Beer Costs – Identifying True Cost of Goods Sold

Does your brewery have a handle on your Cost of Goods Sold?

Identifying Your Cost of Goods SoldIn most breweries, accountants have limited access to actual production data and the data they have is in various sources such as Excel, calendars, Word and paper.  Getting this data centralized in a meaningful way is very time consuming and error-prone.  Because of this, most breweries do not go much further than creating financial statements with much of this data.

A typical month-end process involves taking a physical inventory, factoring in the purchases for the month and subtracting last month’s value of inventory.  If they want a cost per unit they factor in the production for that time period.  While this process gets you to a cost of production value it does little to identify how much it costs the brewery to brew a single style of beer.

Breweries with a centralized brewery management system like VicinityBrew are able to analyze ingredient usage as well as applied labor overhead and labor.  They are able to cost out each barrel of wort on a brew by brew basis.  This process continues through fermentation and into packaging.

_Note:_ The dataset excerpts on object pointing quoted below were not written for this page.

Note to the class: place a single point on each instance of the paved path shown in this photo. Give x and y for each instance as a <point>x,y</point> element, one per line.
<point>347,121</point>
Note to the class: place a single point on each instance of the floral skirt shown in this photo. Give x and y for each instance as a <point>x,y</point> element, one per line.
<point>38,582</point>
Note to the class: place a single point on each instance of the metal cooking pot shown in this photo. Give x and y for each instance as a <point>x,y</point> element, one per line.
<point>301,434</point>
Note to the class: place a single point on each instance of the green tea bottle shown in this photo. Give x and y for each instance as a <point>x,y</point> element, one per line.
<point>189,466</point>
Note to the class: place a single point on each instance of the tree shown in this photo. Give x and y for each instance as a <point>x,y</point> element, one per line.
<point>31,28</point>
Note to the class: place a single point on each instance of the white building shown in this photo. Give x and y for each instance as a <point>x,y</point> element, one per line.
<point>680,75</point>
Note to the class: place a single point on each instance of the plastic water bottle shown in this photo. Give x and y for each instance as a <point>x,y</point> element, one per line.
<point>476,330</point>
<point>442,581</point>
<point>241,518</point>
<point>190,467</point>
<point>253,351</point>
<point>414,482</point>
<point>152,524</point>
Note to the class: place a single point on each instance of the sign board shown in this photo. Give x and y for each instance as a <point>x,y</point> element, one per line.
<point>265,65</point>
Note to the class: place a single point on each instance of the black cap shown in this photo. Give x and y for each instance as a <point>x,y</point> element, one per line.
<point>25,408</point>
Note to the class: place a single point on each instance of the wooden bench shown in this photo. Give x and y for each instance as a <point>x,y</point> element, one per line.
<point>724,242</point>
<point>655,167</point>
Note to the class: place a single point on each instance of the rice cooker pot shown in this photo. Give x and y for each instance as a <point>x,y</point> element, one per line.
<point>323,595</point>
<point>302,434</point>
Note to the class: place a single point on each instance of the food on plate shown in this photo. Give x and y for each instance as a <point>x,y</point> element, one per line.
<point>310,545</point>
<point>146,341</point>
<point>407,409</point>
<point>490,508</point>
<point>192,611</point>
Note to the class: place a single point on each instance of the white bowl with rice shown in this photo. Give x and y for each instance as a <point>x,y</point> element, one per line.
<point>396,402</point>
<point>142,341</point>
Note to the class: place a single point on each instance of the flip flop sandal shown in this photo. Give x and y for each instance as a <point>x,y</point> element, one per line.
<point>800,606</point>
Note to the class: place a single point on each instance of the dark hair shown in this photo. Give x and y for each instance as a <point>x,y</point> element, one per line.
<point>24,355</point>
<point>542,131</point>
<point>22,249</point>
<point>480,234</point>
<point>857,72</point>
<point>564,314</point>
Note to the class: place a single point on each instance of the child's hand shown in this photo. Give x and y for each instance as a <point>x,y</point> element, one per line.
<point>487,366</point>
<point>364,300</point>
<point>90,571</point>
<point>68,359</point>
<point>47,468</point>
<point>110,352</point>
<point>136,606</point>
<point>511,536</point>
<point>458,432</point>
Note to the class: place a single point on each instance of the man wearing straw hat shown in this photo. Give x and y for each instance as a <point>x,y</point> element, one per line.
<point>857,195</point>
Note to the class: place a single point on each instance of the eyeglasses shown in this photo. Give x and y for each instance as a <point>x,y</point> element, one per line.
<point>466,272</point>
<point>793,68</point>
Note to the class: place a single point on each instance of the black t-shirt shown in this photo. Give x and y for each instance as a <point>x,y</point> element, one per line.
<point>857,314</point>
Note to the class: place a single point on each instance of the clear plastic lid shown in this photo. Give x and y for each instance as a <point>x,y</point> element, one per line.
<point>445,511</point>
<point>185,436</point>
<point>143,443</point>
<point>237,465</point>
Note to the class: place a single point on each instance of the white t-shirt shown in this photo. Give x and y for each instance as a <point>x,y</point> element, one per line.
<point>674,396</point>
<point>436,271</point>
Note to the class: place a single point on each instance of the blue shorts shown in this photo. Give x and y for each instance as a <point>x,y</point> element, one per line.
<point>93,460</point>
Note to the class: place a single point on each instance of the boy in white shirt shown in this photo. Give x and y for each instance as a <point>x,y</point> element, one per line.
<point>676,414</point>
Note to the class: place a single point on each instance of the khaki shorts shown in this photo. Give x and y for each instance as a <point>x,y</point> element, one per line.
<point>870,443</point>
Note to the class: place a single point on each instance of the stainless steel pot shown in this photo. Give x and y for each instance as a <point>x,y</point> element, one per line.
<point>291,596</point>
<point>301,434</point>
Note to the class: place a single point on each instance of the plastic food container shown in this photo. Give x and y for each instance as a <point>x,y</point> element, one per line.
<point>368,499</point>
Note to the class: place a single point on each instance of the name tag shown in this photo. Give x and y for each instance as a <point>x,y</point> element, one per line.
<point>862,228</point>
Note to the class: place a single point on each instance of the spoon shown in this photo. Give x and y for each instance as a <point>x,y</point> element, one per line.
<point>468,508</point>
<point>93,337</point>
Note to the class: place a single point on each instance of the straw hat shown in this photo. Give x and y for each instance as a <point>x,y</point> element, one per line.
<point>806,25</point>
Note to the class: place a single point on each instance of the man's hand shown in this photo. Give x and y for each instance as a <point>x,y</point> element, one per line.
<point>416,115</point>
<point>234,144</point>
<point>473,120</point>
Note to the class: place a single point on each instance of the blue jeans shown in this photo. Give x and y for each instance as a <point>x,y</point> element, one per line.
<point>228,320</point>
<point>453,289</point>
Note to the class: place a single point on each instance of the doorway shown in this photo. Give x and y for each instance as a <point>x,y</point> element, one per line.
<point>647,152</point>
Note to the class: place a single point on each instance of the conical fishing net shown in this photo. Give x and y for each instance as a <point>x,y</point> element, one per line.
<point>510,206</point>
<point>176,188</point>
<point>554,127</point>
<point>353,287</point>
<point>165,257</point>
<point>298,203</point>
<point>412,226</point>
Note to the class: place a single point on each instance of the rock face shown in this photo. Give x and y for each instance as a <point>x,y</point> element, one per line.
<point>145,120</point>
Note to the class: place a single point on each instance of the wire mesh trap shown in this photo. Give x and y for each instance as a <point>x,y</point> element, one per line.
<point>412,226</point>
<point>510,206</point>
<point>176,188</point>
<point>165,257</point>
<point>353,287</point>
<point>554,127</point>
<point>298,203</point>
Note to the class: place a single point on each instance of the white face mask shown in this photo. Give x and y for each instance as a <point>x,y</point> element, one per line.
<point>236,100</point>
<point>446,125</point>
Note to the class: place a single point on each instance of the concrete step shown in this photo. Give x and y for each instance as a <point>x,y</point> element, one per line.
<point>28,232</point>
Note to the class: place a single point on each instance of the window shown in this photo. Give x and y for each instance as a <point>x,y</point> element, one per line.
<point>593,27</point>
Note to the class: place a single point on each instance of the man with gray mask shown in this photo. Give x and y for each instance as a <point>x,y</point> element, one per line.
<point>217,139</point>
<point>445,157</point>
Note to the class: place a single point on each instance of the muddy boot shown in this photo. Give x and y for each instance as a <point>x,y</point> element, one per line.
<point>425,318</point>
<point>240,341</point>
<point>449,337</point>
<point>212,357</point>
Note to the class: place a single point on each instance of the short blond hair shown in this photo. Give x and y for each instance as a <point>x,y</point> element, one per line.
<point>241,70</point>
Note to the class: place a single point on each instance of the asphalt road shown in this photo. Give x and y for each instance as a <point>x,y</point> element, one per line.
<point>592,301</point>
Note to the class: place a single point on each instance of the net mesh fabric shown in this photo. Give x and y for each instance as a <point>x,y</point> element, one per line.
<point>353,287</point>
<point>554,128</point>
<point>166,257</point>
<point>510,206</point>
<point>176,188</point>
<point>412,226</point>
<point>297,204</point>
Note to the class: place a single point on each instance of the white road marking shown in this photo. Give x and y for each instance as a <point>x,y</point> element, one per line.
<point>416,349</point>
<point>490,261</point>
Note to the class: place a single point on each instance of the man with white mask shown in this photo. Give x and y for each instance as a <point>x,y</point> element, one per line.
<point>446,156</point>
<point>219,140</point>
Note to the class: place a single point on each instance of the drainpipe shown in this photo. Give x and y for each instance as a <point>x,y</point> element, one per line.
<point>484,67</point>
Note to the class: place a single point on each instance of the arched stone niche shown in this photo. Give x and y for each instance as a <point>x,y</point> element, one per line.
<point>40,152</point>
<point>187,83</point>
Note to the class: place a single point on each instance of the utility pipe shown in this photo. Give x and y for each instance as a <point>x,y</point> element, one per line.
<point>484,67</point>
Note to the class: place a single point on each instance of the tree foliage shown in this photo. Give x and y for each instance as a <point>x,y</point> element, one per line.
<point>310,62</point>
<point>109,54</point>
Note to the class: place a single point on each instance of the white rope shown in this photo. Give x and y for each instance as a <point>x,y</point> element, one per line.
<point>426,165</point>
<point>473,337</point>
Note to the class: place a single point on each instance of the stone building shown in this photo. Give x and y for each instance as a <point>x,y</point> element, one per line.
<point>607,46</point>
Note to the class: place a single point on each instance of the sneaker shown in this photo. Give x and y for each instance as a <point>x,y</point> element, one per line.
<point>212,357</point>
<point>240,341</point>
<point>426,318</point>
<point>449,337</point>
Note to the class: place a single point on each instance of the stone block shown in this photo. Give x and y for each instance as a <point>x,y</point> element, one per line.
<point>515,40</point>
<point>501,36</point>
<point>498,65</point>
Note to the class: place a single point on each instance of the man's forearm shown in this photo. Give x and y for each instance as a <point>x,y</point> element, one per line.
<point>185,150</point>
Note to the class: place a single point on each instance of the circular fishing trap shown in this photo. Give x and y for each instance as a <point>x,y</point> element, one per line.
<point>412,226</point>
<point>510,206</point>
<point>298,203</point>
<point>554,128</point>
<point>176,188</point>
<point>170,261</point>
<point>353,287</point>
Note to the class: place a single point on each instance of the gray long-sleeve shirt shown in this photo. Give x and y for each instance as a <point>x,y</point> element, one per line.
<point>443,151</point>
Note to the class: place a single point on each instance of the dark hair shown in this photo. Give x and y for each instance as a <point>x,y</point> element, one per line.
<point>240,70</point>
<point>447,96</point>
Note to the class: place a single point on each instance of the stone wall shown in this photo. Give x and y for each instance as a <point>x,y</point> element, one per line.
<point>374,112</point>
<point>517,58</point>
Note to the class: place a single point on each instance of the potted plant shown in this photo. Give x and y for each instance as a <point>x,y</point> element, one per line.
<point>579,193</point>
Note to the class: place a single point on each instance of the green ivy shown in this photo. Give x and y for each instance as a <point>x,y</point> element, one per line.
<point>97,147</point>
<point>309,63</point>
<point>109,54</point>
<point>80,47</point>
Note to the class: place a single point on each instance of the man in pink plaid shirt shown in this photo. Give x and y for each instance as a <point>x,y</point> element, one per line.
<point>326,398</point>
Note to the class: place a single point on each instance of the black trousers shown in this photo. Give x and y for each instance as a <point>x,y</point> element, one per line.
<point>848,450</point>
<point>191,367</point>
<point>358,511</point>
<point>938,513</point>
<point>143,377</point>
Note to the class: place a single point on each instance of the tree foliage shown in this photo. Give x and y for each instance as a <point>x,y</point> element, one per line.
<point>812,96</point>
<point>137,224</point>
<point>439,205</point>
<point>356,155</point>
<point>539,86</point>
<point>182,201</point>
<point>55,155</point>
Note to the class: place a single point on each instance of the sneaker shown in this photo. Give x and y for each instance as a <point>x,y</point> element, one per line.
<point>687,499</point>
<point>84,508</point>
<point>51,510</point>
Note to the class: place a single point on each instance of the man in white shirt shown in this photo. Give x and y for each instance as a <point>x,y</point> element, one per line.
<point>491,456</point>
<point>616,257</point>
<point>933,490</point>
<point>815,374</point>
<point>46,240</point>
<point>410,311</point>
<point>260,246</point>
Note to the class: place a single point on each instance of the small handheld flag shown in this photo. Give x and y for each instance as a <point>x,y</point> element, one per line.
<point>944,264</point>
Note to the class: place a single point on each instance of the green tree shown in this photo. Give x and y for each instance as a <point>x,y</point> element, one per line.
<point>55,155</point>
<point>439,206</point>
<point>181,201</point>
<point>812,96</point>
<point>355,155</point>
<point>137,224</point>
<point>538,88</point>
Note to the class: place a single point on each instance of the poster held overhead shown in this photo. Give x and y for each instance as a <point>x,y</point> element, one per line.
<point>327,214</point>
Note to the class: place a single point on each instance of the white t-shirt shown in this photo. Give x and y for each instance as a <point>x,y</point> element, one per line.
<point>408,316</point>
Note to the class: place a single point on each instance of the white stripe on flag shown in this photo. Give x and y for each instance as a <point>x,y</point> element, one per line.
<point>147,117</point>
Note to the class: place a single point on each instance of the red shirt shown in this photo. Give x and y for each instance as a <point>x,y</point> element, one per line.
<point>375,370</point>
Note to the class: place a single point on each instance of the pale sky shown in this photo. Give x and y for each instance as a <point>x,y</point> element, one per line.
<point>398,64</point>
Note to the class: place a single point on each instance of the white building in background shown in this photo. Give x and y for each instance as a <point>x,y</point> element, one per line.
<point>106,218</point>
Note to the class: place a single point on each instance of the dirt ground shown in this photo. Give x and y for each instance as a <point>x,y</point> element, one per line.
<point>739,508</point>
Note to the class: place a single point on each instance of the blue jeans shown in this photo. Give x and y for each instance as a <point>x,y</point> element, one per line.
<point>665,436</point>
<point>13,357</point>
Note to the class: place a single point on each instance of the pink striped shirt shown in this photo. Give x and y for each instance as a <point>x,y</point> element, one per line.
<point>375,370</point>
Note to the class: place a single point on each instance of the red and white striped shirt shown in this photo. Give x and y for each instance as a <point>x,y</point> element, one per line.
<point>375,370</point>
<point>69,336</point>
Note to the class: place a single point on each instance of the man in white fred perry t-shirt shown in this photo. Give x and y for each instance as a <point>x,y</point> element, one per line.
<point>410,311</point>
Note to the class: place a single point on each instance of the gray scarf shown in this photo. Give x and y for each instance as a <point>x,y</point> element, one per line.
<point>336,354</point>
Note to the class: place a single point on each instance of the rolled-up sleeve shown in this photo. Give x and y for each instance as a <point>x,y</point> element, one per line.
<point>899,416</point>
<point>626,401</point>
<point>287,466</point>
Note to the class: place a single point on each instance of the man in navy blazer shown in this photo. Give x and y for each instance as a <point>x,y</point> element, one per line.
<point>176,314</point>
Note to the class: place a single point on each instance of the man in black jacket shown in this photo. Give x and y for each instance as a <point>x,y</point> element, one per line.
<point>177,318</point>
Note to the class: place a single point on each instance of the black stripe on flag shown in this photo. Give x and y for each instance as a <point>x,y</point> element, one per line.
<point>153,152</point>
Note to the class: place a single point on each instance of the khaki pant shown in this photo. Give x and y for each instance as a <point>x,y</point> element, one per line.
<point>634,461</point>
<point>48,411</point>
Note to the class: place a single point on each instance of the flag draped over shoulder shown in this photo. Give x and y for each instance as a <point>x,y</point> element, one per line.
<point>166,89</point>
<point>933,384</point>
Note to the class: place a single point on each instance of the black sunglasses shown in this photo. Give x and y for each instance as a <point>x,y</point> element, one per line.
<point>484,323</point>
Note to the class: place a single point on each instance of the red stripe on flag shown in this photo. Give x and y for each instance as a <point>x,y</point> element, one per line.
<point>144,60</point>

The result provides an easy view of the cost of grain, water, yeast, hops, packaging, labor and applied overhead to every case or keg of beer.  When there are significant variances managers can review the operations and identify what varied from the plan.  This can be done in real-time and before the problem gets out of control.

This information certainly helps the accountant at the brewery but it also assists sales. Knowing a true Cost of Goods Sold helps understand margins and can affect a selling price for a specific style of beer.

Now you can be the brewery that knows the cost of production one time per month (1 week into the next month) or you can see the cost on a brew by brew basis.